5. Transformers and Iron-cored Inductors
Essential reading before you speak to a winder about a custom transformer, and essential to an understanding of how tube amps work.
6. Mathematics
An introduction and graded treatment with worked examples of all the mathematical procedures used in designing an amplifier, including vector math for determining phase relationships. Also applicable to speakers.
...
10 Calculation of Inductance
...
12. Audio Frequency Voltage Amplifiers
13. Audio Frequency Power Amplifiers
These two chapters, spanning 122 pages, comprise the most complete guide to the design and operation of audio amplifiers in print anywhere. Others may be padded thicker, but this is the core from which they all derive. Why go for interpretations when you can mine the motherlode?
14. Fidelity and Distortion
....
19. Units for the Measurement of Gain and Noise
20. Loudspeakers
21. The Network between the Power Output Stage and the Loudspeaker
...
30. Rectification
31. Filtering and Hum
These two chapters together contain all the essentials of power supply and decoupling.
....
33. Current and Voltage Regulators
...
38. Tables, Charts and Sundry Data
Some of the tables can save a lot of tedious iterative calculation.

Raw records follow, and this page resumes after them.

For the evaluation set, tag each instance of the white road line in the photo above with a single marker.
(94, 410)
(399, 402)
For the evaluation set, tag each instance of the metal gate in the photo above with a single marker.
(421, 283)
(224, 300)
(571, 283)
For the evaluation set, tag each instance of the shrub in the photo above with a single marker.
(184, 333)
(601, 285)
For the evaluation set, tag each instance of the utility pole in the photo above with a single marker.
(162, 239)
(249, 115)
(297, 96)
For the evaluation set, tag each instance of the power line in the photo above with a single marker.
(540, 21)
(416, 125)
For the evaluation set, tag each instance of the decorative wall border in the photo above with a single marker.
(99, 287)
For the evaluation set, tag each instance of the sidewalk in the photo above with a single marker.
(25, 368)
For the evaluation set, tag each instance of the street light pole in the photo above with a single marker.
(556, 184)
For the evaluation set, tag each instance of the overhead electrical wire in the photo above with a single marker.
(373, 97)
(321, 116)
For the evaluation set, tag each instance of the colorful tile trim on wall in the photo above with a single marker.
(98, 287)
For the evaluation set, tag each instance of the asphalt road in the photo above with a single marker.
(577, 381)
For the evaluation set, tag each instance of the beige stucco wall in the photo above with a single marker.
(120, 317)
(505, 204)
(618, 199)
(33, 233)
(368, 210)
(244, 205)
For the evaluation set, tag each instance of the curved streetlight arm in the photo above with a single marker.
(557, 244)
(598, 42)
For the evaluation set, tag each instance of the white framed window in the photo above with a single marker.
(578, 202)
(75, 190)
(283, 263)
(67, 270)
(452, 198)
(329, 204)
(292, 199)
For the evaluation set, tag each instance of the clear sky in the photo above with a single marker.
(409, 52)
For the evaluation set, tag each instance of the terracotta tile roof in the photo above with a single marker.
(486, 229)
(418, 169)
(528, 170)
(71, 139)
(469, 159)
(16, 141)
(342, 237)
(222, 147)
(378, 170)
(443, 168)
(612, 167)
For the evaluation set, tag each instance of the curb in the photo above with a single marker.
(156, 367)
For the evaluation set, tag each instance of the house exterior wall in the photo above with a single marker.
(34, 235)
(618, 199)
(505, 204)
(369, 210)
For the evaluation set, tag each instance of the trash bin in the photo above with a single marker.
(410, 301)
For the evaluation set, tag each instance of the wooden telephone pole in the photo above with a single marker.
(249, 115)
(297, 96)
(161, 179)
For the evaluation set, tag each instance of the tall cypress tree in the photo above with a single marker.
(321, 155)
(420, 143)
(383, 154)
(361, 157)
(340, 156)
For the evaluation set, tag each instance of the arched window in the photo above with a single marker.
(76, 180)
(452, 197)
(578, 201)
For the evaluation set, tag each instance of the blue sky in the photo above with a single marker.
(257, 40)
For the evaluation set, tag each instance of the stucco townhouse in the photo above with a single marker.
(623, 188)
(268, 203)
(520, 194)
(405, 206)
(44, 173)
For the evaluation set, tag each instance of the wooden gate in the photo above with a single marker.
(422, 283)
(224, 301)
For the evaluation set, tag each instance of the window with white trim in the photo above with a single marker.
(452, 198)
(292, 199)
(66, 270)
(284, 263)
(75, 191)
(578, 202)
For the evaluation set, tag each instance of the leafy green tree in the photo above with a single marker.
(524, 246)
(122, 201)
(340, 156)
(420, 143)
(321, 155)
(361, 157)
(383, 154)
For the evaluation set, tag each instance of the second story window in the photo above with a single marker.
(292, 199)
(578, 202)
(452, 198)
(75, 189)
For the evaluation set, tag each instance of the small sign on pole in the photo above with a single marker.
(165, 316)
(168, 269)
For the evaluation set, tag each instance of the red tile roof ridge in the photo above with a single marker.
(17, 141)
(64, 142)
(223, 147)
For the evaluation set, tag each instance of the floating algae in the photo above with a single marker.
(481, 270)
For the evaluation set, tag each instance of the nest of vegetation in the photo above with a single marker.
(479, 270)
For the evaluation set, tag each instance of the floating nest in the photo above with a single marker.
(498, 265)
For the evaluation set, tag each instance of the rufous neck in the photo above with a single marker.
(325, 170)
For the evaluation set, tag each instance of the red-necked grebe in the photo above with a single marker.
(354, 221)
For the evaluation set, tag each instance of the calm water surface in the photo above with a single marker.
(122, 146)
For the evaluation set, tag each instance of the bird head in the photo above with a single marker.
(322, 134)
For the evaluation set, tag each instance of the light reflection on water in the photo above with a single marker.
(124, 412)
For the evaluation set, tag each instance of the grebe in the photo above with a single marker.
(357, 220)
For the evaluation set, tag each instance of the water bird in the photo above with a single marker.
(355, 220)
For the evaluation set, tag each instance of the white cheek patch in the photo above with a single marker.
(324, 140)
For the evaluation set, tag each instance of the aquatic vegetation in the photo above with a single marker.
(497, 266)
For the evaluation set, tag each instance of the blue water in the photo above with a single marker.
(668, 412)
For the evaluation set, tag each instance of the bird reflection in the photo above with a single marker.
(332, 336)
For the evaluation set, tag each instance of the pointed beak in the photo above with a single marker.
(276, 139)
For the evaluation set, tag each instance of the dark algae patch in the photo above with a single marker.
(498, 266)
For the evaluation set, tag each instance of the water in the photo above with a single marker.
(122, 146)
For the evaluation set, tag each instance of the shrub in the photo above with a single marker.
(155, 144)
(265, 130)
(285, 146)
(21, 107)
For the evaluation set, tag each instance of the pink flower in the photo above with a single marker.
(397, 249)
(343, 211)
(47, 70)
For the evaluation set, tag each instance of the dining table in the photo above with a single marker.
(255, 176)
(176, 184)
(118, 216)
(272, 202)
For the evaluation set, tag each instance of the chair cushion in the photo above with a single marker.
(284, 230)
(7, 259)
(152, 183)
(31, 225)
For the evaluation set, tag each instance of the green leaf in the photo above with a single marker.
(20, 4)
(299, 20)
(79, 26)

All in all, this iconoclastic treatment has reduced the 1498 pages of the unabridged RDH to the 400 odd pages of information without which one cannot design a tube amp.  Considering the small size of the the print, and the paddingless density of the information, that’s still an exceedingly hefty textbook, but ignoring any part of it can lead to expensive waste of components.

The beauty of this approach is that the contents list and the index will unfailingly lead you back to whatever you need in the other sections only when you need it.

Can I recommend the RDH?

Need you ask? There is nothing else like it. It is the one essential handbook, an outstanding bargain at the Newnes price, and the only possible complaint is that it is too much of a good thing.

Don’t be frightened off. Treat it resolutely as a mix and match menu of information from which you can select only what you need at any one time, and you can’t go wrong, especially since you can be supremely confident that anything you don’t understand is explained somewhere else and is instantly accessible through the contents and index.

© 1999 Andre Jute

André Jute was educated at universities in South Africa, Australia and the United States in psychology, economics and business management. He has worked in advertising, management consulting, and as a political and military advisor, and is now Chairman of the graphic and industrial design house Communication Jute. He is a distinguished novelist and writes a column on classical music read every week by 9.2m music lovers. Before taking up tube amp design, he designed and built complete automobiles.